The coefficient of friction is the amount of friction that occurs when one surface slides over another surface. The less value of coefficient of friction indicates that less force is required for sliding a surface over another surface.

From the free body diagram as shown above the expression for force at y-axis can be expressed as,

$$\begin{gathered} \sum F_y=0 \\ {R}_N-m g \cos \theta =0 \\ {R}_N=m g \cos \theta \end{gathered}$$

Here $R_N$ is the normal reaction force, m is the mass of the rock, g is the acceleration due to gravity.
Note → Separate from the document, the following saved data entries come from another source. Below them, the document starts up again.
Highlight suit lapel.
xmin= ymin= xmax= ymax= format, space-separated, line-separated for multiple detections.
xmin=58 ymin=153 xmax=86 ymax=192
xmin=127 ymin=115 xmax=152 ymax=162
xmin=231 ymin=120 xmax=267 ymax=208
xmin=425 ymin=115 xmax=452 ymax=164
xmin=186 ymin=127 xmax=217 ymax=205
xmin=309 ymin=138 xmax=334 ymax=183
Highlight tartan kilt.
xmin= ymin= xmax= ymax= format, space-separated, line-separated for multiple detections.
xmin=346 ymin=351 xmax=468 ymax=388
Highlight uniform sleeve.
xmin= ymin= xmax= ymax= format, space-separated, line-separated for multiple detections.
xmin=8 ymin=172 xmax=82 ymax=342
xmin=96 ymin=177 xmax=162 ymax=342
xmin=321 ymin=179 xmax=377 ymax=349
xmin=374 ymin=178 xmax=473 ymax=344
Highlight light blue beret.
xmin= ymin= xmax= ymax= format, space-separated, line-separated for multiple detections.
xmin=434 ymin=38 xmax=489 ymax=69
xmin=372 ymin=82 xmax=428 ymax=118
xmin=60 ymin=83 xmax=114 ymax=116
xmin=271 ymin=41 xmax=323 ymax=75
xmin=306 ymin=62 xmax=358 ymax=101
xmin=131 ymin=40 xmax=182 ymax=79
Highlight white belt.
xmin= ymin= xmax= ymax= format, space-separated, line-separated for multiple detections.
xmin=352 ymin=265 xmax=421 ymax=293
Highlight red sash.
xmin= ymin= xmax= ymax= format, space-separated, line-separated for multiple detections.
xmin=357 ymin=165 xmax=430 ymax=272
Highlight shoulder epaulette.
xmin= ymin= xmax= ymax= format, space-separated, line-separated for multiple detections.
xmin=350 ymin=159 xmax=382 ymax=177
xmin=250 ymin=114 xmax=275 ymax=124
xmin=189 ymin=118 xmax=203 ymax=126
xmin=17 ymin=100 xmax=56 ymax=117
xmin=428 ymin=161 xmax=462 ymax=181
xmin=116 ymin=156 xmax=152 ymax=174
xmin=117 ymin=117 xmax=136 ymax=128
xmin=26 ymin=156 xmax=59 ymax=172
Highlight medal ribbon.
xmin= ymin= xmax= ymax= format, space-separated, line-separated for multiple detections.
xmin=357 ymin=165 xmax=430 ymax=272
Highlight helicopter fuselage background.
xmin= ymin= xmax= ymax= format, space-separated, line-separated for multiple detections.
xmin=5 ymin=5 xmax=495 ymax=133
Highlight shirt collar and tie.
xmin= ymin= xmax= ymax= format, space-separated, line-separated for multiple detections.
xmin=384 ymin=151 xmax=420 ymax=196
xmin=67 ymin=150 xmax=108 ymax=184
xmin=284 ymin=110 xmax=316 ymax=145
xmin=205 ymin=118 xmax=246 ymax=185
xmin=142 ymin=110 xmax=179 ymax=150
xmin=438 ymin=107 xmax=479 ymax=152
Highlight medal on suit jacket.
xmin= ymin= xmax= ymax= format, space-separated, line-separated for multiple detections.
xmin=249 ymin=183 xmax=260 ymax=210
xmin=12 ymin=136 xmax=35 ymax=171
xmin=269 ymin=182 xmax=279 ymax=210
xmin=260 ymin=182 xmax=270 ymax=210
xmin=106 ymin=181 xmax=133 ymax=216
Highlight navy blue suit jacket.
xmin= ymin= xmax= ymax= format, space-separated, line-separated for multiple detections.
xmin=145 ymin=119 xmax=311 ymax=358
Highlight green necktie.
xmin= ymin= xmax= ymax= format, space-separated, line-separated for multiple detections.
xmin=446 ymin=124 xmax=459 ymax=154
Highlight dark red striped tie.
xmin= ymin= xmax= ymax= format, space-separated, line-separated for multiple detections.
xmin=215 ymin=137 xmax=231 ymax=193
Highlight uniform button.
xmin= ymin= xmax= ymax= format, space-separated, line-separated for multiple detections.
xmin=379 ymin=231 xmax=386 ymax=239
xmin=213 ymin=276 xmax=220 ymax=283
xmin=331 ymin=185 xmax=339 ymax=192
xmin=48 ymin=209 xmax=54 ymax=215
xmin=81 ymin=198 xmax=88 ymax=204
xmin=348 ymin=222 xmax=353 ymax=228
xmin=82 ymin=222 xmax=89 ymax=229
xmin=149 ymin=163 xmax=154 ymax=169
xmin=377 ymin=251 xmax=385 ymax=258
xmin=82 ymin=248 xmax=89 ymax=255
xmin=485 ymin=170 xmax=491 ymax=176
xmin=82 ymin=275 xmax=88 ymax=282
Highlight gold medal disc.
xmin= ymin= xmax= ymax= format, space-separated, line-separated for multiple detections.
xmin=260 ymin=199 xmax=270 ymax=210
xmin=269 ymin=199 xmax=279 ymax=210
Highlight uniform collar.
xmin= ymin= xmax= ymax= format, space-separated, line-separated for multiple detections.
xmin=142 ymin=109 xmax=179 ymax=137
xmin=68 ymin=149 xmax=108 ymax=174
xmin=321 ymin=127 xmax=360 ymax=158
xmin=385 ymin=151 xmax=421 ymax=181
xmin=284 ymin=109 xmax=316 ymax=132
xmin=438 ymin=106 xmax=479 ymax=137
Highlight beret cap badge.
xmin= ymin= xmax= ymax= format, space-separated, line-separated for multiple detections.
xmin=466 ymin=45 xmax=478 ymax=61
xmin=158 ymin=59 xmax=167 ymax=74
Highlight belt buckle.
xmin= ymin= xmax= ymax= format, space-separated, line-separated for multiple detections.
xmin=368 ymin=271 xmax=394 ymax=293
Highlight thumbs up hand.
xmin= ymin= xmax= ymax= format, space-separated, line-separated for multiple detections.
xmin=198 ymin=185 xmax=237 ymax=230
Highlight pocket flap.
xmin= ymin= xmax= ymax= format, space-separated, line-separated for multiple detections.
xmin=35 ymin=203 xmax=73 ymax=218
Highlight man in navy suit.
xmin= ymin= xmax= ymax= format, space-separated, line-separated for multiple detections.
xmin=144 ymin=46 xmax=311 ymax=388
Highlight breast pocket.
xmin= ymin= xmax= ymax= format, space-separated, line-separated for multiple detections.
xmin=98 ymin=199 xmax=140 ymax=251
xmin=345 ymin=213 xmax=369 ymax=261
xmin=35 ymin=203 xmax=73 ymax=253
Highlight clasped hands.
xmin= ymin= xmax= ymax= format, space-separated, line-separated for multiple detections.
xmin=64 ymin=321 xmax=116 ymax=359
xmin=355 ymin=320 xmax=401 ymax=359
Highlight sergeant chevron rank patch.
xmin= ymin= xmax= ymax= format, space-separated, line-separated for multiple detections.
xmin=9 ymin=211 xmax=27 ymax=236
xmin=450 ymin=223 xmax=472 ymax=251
The expression for the force at x-axis can be expressed as,

 $$\begin{gathered} \sum F_x=m a \\ -m g \sin \theta -f_k=m a \\ -m g \sin \theta -{\mu }_k R_N=m a \end{gathered}$$ 

Here ${\mu }_k$ is the coefficient of kinetic friction, a is the acceleration.

Substitute $m g \cos \theta$ for $R_N$ in the above equation.

$$\begin{gathered} -m g \sin \theta -{\mu }_k (m g \cos \theta )=m a \\ a=-g (\sin \theta +{\mu }_k \cos \theta ) \end{gathered}$$

Substitute $9.8m/s^2$ for g, $36°$ for $\theta$, and 0.45 for ${\mu }_k$ in the above equation.

$$\begin{gathered} a=-(9.8 {\text{m/s}}^{\text{2}}) (\sin 36°+0.45 \cos 36°) \\ a=-9.32 {\text{m/s}}^{\text{2}} \end{gathered}$$

Hence, the required acceleration is, $-9.32m/s^2$.

From the free body diagram the force on y-axis can be expressed as,

$$\begin{gathered} \sum F_y=0 \\ {R}_N-m g \cos \theta =0 \\ {R}_N=m g \cos \theta \end{gathered}$$

From the free body diagram the force on x-axis can be expressed as,

 $$\begin{gathered} \sum F_x=-m a \\ -m g \sin \theta +f_k=m a \\ m g \sin \theta -{\mu }_k R_N=m a \end{gathered}$$

Substitute $m g \cos \theta$ for $R_N$ in the above equation.

 $$\begin{gathered} m g \sin \theta -{\mu }_k (m g \cos \theta )=m a \\ a=g (\sin \theta -{\mu }_k \cos \theta ) \end{gathered}$$

Substitute $9.8m/s^2$ for g, $36°$ for $\theta$, and $0.45$ for ${\mu }_k$ in the above equation.

 $$\begin{gathered} a=(9.8 {\text{m/s}}^{\text{2}}) (\sin 36°-0.45 \cos 36°) \\ a=2.19 {\text{m/s}}^{\text{2}} \end{gathered}$$

Hence, the required acceleration is, $2.19m/s^2$.